Two Migrants Die at Sea Off Morocco

W460

Spanish coastguards on Wednesday pulled the bodies of two African migrants from the sea off Morocco and six others were missing after a dinghy carrying them sank, rescuers said.

They were the latest of hundreds of migrants to die trying to reach Europe from African shores over recent years.

A humanitarian organization alerted the Spanish coastguard that the dinghy had set sail from Morocco early on Wednesday with eight people in it, a coastguard official told Agence France-Presse.

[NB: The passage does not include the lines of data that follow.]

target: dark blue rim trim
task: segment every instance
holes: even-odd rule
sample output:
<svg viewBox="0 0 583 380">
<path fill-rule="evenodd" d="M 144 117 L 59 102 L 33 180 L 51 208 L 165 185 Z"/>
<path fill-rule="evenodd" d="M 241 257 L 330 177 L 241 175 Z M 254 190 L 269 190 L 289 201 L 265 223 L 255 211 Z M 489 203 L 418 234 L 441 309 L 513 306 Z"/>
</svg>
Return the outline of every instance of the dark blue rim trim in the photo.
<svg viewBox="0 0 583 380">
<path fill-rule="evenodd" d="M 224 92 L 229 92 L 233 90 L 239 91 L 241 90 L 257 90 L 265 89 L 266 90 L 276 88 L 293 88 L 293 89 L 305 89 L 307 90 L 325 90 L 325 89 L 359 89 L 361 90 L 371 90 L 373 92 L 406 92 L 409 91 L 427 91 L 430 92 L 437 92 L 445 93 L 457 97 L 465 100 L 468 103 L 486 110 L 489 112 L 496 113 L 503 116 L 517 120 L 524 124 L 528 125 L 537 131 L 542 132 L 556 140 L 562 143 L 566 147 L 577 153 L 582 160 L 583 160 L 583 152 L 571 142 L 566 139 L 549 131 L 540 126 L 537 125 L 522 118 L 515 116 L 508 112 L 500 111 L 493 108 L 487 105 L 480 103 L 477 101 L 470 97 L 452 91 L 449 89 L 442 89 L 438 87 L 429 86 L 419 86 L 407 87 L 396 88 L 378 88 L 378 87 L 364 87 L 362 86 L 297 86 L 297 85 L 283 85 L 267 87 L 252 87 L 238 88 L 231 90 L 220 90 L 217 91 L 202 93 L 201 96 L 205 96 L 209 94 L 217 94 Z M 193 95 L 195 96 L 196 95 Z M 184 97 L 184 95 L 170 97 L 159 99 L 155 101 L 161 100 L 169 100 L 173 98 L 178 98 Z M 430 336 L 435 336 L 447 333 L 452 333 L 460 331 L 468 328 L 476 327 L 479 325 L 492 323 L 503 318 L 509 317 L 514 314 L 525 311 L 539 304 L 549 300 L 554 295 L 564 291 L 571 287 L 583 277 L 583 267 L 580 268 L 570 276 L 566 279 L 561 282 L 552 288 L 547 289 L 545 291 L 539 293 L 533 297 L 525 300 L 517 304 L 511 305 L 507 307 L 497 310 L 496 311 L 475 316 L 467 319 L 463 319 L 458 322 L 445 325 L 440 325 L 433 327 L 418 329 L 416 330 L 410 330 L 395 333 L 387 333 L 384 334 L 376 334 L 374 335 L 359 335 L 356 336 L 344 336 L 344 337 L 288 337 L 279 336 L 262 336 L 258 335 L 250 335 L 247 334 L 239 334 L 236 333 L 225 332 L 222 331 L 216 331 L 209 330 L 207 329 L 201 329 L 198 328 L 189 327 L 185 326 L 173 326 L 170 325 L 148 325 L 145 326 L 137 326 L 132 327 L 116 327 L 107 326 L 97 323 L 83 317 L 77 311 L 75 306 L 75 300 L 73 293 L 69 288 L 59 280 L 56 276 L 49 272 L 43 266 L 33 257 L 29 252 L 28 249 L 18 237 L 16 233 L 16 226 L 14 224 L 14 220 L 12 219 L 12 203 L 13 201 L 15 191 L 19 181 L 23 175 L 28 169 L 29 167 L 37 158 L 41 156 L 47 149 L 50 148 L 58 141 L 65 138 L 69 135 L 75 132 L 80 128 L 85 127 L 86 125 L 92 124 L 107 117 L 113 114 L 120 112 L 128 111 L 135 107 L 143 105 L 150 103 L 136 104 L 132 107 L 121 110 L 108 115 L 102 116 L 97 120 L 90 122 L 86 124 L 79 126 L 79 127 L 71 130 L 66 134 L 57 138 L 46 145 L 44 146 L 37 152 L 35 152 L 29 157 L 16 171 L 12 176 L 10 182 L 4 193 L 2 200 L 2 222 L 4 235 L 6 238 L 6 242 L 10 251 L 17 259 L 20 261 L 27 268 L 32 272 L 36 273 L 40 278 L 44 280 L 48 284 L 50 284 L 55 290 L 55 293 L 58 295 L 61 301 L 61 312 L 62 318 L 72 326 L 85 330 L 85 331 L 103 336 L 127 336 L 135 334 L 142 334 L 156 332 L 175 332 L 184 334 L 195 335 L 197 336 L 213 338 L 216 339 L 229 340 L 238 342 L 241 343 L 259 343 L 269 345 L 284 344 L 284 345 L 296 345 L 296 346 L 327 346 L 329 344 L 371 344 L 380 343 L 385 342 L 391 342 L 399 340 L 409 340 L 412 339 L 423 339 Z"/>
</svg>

A rescue boat set out from Ceuta, a Spanish territory on the north coast of Morocco, in rough weather with waves two meters (more than six feet) high to search for the boat.

"The dinghy apparently ran into problems," the official said.

"About 5:30 pm (1530 GMT) the rescue boat recovered from the water the corpse of a man of sub-Saharan origin who was wearing a life jacket. About 20 minutes later the boat found a second corpse."

The coastguard then called off the search for the day and the rescue boat returned to Ceuta pending a decision on whether to resume the search on Thursday, said the official, who asked not to be named.

Thousands of migrants fleeing war and hardship try to cross the 15-kilometer (nine-mile) strait from Morocco to Spain on makeshift boats and inflatable dinghies each year.

Thousands also try to reach Spain by scaling the border fences that surround Ceuta and Melilla, two Spanish territories bordering Morocco which have the European Union's only land borders with Africa.

Elsewhere in the Mediterranean, hundreds of migrants have drowned trying to reach Italy by sea from north Africa and the Italian navy says it has rescued tens of thousands more from boats.